Taşkın ayrıca, bilgisayarda müstehcen görüntü bulundurmayı suç
saymanın, laik devlette kabul edilebilir bir uygulama olmadığını
iddia etti.
Bursa Barosu Çevre Komisyonu Başkanı Avukat Cankat Taşkın, bilişim
hukuku konusunda Bursa Baro Evi'nde bir seminer verdi. Taşkın,
'İnternet Üzerinden İşlenen Suçlarla Mücadele Edilmesi Hakkındaki
Kanun'da ve ilgili yönetmelikte düzenlenen erişim yasağı, cevap ve
düzeltme hakkı, internet servis sağlayıcılarının yükümlülükleri;
CMUK'a göre bilgisayarların aranması, internet bankacılığından
doğan hukuki sorumluluklar, istenmeyen e-posta ve SMS'ler ve
bunlarla ilgili Yargıtay kararlarını anlattı.
Bursa Barosu Başkanı Zeki Kahraman'ın da izlediği seminerde Taşkın,
bilişim hukukunda yer alan müstehcenlik suçuyla ilgili olarak
şunları söyledi: "Türk Ceza Kanunu (TCK)'na göre müstehcen
görüntülerin ülkeye sokulması, çoğaltılması, satışa arz edilmesi,
satılması, nakledilmesi, depolanması, ihraç edilmesi,
bulundurulması ya da başkalarının kullanımına sunulması suç olarak
kabul edilmiştir. Bir başka deyişle, müstehcenlik suçunun maddi
unsuru, bu sayılan eylemlerden herhangi biridir. Bulundurma eylemi
de maddeye göre suç sayılmaktadır. Ancak, salt lafzi yorumla yola
çıkılarak, kanundaki bulundurma eyleminin başlı başına suç
sayılması birtakım ciddi hukuki sorunlara yol açabilecektir.
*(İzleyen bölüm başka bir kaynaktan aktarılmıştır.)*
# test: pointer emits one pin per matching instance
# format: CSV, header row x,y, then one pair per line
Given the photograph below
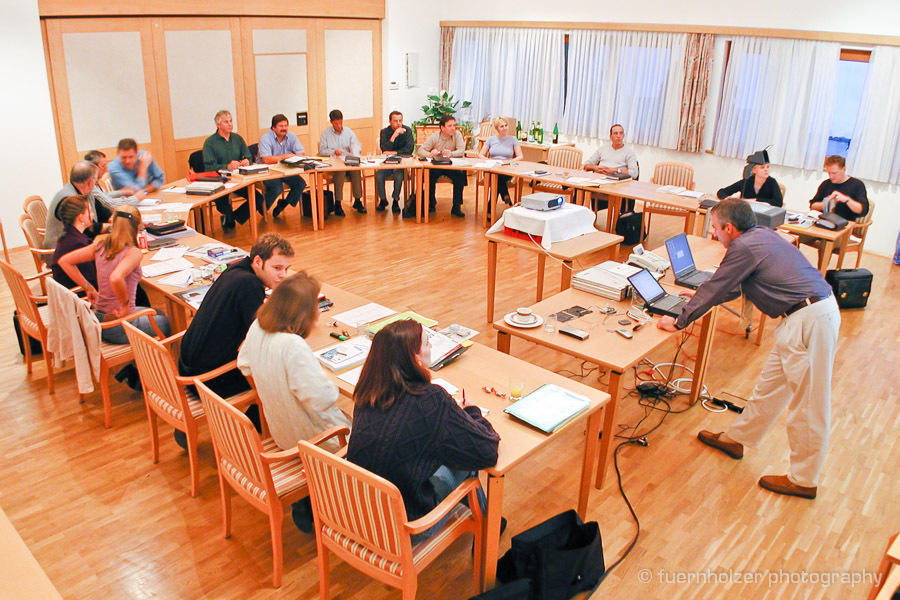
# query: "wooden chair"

Öncelikle belirtmemiz gerekmektedir ki TCK 226 yorumlanırken, tüm
internet kullanıcılarının neredeyse yarısının internetteki
pornografinin tüketicisi olduğu da düşünülmeli ve müstehcenlik
kavramının olabildiğince dar yorumlanması, doğabilecek olası
mağduriyetleri baştan önleyebilecektir."
TCK'nın 226. maddesinin açık ve net biçimde kaleme alınmadığını
söyleyen Taşkın, "Bulundurma, sanığın bilgisayarında veya veri
taşıma aygıtında yer almasıdır. Depolamaktan kasıt ise müstehcen
içerikli görüntülerin, bilgisayarda, veri taşıma aygıtında yer
alması ancak, bu verilerin sayısının bulundurmaya göre daha fazla
olmasıdır. Sözgelimi, tek bir görüntünün yer alması bulundurmak
olarak tanımlanırken, birden çok görüntünün bir veri taşıma
aygıtında ya da bilgisayarda yer alması depolama olarak
tanımlanmaktadır. Ayrıca, bulundurmada amaç tüketmek olarak
yorumlanabilir. Zira sanığın veri taşıma aygıtında bir veya birkaç
görüntü yer almakta ve sanık bu görüntülerden kendisi
yararlanmaktadır. Ancak depolamada ise görüntü sayısı çok
olduğundan, sanığın bu görüntüleri satma, dağıtma gibi bir amacı
olabilir." diye konuştu.
Avukat Cankat Taşkın, müstehcen içerikli herhangi bir görüntüyü
bulundurmanın ya da depolamanın suç sayılmasının laik devlette
kabul edilebilir bir uygulama olmadığını savunarak, "Zira bir laik
hukuk devleti, vatandaşının kişisel bilgisayarında hangi
görüntüleri bulundurduğu ile veya depoladığı ile ilgilenmemelidir.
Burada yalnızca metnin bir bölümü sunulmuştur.